What is the Difference between Selling and Marketing?
If a marketing job candidate struggles to answer this question, they aren’t in the right field. Sales professionals focus on individual transactions either selling to individuals, businesses or organizations.
Marketing is a systematic planning, implementation and study of how to bring in potential customers and convert them into paying customers. Marketing requires much more data to determine the right strategy for each segment of the market.
In very small companies, marketing and sales may be the same team, but everywhere else, they are two separate groups with differing skillsets. Sales simply provides data to marketing on what worked, uses marketing’s information to increase follow up and related purchases, or implements marketing’s suggestions to help close more deals.

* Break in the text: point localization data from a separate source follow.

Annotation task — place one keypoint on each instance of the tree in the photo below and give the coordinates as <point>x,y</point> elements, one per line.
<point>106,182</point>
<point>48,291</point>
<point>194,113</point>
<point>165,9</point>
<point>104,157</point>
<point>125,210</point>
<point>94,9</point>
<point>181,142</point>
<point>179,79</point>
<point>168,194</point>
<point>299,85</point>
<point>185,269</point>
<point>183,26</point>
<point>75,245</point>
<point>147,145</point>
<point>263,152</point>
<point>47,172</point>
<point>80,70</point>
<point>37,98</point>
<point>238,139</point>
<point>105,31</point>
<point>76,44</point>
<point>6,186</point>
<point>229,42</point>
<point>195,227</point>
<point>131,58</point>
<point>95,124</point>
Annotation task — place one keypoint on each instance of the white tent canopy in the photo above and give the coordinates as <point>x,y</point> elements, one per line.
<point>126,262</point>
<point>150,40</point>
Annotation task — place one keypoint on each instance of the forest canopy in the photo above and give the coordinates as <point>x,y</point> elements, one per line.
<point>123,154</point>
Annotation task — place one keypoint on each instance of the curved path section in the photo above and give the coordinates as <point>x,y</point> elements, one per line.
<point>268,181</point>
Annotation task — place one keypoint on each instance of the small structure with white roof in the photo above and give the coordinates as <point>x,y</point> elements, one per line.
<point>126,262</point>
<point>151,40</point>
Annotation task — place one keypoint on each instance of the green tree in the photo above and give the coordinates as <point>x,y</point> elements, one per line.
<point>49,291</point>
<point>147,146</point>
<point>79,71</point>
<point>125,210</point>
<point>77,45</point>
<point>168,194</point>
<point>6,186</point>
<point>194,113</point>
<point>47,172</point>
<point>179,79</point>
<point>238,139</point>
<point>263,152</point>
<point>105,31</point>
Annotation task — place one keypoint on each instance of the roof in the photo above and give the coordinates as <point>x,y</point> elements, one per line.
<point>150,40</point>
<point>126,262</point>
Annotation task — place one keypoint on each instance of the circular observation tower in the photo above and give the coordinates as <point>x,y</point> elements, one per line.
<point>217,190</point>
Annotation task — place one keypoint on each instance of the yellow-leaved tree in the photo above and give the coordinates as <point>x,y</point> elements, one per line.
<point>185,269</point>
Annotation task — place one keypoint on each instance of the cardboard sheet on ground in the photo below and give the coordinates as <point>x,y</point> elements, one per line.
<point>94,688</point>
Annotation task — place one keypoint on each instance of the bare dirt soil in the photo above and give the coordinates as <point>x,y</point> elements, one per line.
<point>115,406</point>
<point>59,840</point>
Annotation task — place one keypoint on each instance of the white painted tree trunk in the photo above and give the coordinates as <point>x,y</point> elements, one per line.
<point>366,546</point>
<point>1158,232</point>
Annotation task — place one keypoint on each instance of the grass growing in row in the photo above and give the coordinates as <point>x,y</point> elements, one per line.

How Would You Help Our Sales Group If Assigned There for a Month?
Someone with experience in marketing or a degree like a masters in business administration online should be able to give specific examples of how they would help increase sales. After all, the goal of the whole company is to generate revenue.
Even if you aren’t going to put someone with a business degree or training via marketing courses from one of the many online MBA programs, they should be able to list several concrete changes they’d make, even if it starts with collecting data to make data driven decisions for marketing to customer demographics after you identify those demographics. And if the marketing hire says they couldn’t help sales, they probably aren’t a fit.
What Experience or Projects Do You Have in Marketing?
You can ask this question of people straight out of school or with a decade of experience in the field. Someone who successfully marketed a social cause and generated a known amount of revenue for a charity has demonstrated marketing experience. Building a website and learning how to identify visitor demographics and channel them to the site is another.
Class projects for recent graduates could provide evidence of someone’s marketing skills, whether studying the customer base of a business and identifying how to sell to that group or analyzing previously untapped customer needs to generate more money. Someone who earned a masters in business administration online has likely completed at least one project like this to demonstrate why they are a better fit with the marketing department than a person who has only worked in sales.
A marketing job candidate must know the difference between marketing to sales and have at least some idea of how they support salespeople. They should know multiple marketing strategies and be able to explain how they’ve used some combination of these strategies for class or a real life application. The ideal marketing job candidate can give immediate advice on how they would help your company whether placed in sales or the marketing department.